Les journalistes du quotidien régional, qui avaient dénoncé vendredi une "ingérence éditoriale inadmissible" et des "pressions politiques", s'étaient mis en grève illimitée, soutenus par de nombreux confrères, dont ceux d'autres titres appartenant au milliardaire franco-libanais Rodolphe Saadé, qui dirige l'armateur CMA CGM, basé à Marseille. Malgré la réintégration d'Aurélien Viers, qui est "un premier pas", écrivent les organisations syndicales (SNJ, CFE-CGC, CFDT) de La Provence dans un communiqué dimanche, "de nombreuses questions restent en suspens". Aussi maintiennent-elles la mobilisation prévue lundi à 10H00 devant le siège du journal à Marseille pour "décider de la suite à donner au mouvement".
Car les discussions entre la direction et le chef de la rédaction, dont elles disent avoir été "tenues à l'écart", si "elles ont abouti à satisfaire l'une des revendications des grévistes, livrent une conclusion qui reste problématique", selon elles, la direction évoquant un "rappel à l'ordre" d'Aurélien Viers alors qu'"aucune faute journalistique et déontologique (n'a) été commise". "Ce n'est pas sûr que la grève soit annulée. On va refaire une AG demain", a également indiqué à l'AFP un journaliste de La Tribune, autre média dans le giron de CMA CGM, dont la rédaction avait voté massivement pour une grève ce mardi, jugeant "l'interventionnisme de Rodolphe Saadé et de sa filiale médias WhyNot Media (...) inacceptable".

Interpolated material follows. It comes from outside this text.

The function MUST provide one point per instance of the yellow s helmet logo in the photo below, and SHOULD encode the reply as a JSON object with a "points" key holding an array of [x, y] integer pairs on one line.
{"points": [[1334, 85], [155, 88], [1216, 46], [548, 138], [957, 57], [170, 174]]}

Après avoir repris le groupe La Provence (quotidiens La Provence et Corse Matin) en 2022, Rodolphe Saadé a pris une participation dans M6, racheté La Tribune et annoncé la semaine dernière le rachat d'Altice Media, maison mère de BFMTV notamment.
"Ligne rouge franchie"
S'ils se "félicitent de la réintégration du directeur de la rédaction de La Provence", les sociétés des journalistes de BFMTV et RMC, ainsi que les syndicats d'Altice Media (SNJ, CGT et SNME-CFDT) estiment eux aussi dans un communiqué qu'en "intervenant directement auprès du directeur de la publication, l'actionnaire a franchi une ligne rouge" et se disent "prêts à se mobiliser" si "l'indépendance des rédactions et la liberté éditoriales" étaient à nouveau menacées.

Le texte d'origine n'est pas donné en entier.